折り返し従姉妹に親と連絡がついたとメールを入れる。

通常より早い時間に夕食の配膳。
事務職員も総出で地階の栄養課から食事を運びあげる。
階段にならんで手渡しリレーし、紙シーツをしいておいたストレッチャーに
お膳をいったん載せ、そこからそれぞれのベッドサイドに配る。

休憩室のテレビで津波の映像が繰り返し流れる・・・
どんどん心配になる。

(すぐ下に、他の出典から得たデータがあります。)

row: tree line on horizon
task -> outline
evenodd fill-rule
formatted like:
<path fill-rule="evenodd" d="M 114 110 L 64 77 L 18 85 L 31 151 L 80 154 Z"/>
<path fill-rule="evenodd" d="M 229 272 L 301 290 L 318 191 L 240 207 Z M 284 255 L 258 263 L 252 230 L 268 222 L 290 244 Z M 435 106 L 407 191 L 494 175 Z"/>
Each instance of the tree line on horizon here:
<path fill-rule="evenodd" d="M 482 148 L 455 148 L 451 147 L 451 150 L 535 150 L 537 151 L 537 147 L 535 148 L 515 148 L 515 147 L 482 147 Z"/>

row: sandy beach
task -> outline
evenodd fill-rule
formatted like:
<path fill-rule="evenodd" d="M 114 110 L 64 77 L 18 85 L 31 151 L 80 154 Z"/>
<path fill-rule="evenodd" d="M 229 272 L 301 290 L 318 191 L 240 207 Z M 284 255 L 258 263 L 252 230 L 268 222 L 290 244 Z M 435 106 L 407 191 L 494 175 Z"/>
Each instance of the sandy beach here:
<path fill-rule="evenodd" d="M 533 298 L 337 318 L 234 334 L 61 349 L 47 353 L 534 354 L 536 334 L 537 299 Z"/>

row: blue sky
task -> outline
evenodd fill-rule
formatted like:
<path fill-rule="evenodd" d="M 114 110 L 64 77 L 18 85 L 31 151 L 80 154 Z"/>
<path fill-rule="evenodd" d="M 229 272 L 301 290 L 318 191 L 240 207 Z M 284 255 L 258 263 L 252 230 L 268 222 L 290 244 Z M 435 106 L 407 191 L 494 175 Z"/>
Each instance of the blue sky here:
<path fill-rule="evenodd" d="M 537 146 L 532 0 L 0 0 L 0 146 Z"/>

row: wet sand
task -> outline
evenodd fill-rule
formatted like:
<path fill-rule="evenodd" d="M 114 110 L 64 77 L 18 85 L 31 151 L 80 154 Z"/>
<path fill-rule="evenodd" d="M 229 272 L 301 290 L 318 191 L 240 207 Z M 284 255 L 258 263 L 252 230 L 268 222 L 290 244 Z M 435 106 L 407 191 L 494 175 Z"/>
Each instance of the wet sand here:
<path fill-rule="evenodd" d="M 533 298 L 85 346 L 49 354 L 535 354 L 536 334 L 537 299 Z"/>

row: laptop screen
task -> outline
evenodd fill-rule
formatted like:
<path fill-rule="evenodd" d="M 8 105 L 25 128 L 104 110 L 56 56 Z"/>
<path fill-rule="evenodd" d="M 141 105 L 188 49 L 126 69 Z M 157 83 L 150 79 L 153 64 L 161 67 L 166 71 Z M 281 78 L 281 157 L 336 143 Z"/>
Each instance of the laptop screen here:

落ち着かない。
死んじゃってるかもしれない、と思わず涙がでそうになる。
仕事が終わらないほかのスタッフには申しわけなかったけど、
一足早く帰宅。

父に宮城の従姉妹のところは最悪の場合もありえると話す。
駄目もとで固定電話から従姉妹の嫁ぎ先と伯母の家に電話してみるが
あたりまえだがつながらず。
携帯の番号もメルアドもわからないので、
被害がまだ少なそうに思える伯母宅宛に固定電話から
災害伝言ダイアルを登録してみた。

我が家は目だった被害はなし。
父が家を目視した範囲ではひび割れ等の異常はないようだと。
かなり揺れはしたが、1階は物の落下等なし。
2階は軽量なものが落下したり場所が置き場所から
ずれたりしていたけど、破損はなし。
陶磁器類も無傷で安心する。

ずっとテレビで被害状況を確かめる。
以前一緒に働いていた人に東北出身・在住の方が多いので
それぞれみんな無事だろうかと思いをめぐらせる。
グーグルの地図で従姉妹の家の位置を確認すると
海岸線からは10キロ程度のところらしい。
同じ市内に住む母方の従兄弟に宮城と連絡がとれないことと、
千葉県在住の従姉妹一家の安否確認のメールをいれる。
千葉は無事、津波は1,5キロあたりまでだったようだと返答あり。
なんとか難を逃れたか。

深夜までテレビでニュースを見続ける。
布団にもぐりこんでからも、ポータブルテレビでニュースをかけたままでいる。
目が醒めると午前3時過ぎ。丁度死者の名前が流れている。
とりあえずその中に親戚・知人の名前がないことを確認する。
その後は長野でも地震が起こり、余震が続きそのまま眠れず・・・。

こんな状況でも携帯・PCとも迷惑メールが届き続ける。
心無い人間はいつどこにでもいるものだ。